Interrogé par El-Watan sur la question de savoir si l’initiative de Ferhat Mehenni de créer un gouvernement provisoire kabyle ne serait pas un acte de désespoir.
Said Sadi, le leader du RCD, a répondu que «dans l’absolu, chacun est libre de lancer des initiatives qu’il estime devoir assumer», estimant, toutefois que «ce genre de démarches sont sans issue.» Pour Sadi, «il ne faut pas que le remède soit pire que le mal. On n’est pas là, encore une fois, pour structurer le désespoir. On est là pour construire l’espérance. C’est une démarche complètement différente.»
Approfondissant le thème, il dit connaître «toutes les raisons qui peuvent pousser au désespoir et à l’exaspération» et met en garde ses «concitoyens» contre le piège de «tomber dans les provocations vulgaires, comme celles qui sont en train de se passer en Kabylie depuis ces quatre dernières années». Pour Sadi, «c’est le meilleur moyen, de mon point de vue, que cherche le pouvoir.

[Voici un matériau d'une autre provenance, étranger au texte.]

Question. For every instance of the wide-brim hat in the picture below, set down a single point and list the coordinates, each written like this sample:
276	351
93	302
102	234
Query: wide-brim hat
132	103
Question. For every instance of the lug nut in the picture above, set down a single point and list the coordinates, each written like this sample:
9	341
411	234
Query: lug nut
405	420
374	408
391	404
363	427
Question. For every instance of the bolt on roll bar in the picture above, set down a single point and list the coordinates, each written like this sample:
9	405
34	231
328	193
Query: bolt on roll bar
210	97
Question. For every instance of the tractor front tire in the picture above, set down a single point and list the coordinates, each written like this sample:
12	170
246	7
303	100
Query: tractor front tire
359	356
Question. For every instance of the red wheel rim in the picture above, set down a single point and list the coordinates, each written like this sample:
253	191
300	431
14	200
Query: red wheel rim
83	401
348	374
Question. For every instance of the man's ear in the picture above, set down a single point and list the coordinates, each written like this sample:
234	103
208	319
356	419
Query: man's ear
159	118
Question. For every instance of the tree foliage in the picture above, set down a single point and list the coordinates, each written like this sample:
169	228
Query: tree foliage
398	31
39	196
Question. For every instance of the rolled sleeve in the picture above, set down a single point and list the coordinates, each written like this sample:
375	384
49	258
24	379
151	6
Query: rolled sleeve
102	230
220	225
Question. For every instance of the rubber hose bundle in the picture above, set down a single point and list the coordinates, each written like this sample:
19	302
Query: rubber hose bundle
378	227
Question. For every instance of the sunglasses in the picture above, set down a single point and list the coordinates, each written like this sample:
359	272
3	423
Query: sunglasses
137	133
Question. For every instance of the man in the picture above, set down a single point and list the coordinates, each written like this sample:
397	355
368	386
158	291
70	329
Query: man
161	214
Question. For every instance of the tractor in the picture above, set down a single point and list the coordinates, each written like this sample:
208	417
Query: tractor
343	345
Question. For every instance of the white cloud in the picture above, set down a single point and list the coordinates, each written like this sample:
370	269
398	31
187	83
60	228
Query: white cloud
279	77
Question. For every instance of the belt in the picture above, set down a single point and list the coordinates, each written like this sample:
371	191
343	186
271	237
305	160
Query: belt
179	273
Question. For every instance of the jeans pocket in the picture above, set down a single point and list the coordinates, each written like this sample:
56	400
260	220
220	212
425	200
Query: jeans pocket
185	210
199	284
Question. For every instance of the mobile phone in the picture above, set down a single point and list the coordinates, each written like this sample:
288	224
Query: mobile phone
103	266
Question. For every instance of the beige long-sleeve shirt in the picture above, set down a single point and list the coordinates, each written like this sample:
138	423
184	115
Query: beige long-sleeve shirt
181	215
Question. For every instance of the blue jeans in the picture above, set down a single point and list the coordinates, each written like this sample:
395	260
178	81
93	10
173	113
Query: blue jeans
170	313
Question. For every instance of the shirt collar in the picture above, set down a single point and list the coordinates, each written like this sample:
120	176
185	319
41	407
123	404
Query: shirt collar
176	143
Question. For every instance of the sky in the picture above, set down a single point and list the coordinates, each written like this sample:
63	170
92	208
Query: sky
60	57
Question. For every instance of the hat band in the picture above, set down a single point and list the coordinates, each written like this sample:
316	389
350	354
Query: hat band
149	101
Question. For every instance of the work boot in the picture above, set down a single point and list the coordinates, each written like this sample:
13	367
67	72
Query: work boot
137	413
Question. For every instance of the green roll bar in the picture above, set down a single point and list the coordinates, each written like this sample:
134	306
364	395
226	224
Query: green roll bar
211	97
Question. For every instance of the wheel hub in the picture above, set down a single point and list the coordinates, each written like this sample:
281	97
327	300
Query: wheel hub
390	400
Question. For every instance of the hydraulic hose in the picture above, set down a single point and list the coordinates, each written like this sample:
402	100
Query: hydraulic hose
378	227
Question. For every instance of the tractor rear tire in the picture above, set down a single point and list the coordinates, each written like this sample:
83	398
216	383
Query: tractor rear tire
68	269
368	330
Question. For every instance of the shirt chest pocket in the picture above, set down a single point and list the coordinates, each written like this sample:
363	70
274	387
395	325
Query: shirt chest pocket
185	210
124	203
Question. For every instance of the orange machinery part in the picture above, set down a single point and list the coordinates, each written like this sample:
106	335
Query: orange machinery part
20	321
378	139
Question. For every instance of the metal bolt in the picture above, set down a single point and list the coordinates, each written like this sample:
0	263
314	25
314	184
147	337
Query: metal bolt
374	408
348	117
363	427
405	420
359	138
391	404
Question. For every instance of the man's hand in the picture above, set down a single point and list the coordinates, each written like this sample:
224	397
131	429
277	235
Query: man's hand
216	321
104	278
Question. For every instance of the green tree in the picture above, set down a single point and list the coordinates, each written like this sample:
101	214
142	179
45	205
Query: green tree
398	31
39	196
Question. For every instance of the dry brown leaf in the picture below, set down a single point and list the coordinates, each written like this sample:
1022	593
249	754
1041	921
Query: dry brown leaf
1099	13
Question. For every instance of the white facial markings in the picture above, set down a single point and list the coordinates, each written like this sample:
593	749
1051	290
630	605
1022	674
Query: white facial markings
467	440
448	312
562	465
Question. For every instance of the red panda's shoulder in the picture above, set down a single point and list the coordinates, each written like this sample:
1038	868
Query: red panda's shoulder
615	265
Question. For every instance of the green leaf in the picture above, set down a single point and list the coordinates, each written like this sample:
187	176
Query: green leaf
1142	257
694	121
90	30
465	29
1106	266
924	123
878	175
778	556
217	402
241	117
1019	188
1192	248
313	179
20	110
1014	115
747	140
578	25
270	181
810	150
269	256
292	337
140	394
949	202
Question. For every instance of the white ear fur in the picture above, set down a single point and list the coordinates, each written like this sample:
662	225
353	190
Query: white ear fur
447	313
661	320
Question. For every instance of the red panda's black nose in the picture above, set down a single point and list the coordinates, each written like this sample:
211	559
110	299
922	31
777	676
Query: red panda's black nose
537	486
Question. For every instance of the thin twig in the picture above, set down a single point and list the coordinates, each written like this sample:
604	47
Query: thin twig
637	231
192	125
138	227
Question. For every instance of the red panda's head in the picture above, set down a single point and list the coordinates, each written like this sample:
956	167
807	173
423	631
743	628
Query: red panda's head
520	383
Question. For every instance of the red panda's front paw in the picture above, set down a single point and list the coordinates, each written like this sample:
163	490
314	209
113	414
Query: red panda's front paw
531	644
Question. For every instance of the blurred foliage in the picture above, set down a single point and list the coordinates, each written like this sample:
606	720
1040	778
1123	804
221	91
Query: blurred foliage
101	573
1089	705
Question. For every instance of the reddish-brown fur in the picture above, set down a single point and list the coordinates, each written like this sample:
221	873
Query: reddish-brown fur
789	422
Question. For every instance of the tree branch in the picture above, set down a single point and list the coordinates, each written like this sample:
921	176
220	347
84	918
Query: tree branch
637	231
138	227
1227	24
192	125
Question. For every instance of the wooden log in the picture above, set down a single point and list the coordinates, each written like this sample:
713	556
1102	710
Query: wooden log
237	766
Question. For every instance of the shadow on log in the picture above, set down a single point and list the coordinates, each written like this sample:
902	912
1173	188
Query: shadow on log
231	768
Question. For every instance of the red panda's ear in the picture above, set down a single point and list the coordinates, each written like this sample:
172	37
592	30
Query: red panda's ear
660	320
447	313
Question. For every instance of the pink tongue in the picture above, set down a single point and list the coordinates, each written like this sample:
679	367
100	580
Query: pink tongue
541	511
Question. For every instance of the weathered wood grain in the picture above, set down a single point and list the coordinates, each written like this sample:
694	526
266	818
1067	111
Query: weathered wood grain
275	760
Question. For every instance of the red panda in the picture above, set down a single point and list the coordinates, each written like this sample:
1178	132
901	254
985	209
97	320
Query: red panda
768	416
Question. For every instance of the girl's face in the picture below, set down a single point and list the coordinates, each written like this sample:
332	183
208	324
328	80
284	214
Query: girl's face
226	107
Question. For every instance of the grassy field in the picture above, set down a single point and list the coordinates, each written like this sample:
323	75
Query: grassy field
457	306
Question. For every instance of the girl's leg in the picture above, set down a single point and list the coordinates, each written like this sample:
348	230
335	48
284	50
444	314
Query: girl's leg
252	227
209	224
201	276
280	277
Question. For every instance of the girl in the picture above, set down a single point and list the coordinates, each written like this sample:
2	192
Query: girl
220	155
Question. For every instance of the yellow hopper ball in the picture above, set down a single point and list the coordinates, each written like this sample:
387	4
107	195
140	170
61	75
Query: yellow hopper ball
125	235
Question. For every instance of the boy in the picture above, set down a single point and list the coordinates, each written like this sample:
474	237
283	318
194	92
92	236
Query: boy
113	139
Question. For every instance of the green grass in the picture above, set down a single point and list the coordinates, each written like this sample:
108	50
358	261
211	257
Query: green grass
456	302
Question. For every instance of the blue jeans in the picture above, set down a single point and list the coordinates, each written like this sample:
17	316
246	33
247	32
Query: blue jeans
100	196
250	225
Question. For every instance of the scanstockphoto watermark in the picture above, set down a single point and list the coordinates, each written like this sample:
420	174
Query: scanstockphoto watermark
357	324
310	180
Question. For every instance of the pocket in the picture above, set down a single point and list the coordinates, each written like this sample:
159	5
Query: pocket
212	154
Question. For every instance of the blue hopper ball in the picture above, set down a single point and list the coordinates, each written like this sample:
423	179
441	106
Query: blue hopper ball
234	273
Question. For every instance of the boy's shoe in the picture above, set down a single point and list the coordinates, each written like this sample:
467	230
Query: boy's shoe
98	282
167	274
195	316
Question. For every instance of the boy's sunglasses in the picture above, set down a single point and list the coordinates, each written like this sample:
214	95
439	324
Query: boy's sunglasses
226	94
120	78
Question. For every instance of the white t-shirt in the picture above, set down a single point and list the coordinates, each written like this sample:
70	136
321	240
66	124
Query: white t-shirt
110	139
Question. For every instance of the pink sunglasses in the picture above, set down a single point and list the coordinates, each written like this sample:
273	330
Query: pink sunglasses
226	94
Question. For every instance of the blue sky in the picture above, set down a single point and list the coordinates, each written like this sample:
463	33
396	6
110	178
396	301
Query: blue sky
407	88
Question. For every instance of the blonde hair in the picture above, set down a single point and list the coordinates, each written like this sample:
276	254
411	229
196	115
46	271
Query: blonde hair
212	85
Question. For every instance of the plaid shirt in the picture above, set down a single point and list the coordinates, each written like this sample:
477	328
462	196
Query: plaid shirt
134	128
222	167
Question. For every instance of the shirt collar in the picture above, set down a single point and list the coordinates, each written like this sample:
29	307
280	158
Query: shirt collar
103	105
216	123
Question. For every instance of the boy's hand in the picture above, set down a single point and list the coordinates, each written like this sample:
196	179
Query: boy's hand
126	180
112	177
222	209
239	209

Ce dernier veut aboutir au repli sur soi, à l’exaspération et à la déconnexion des revendications de la matrice démocratique nationale. Aller dans cette filière, revient à servir d’appât à la stratégie d’étouffement de la Kabylie et donc aussi de construction solidaire et démocratique de la nation. Il ne faut pas, donc, céder à l’exaspération et au désespoir. Parce qu’il y a quand même des lueurs d’espoir.»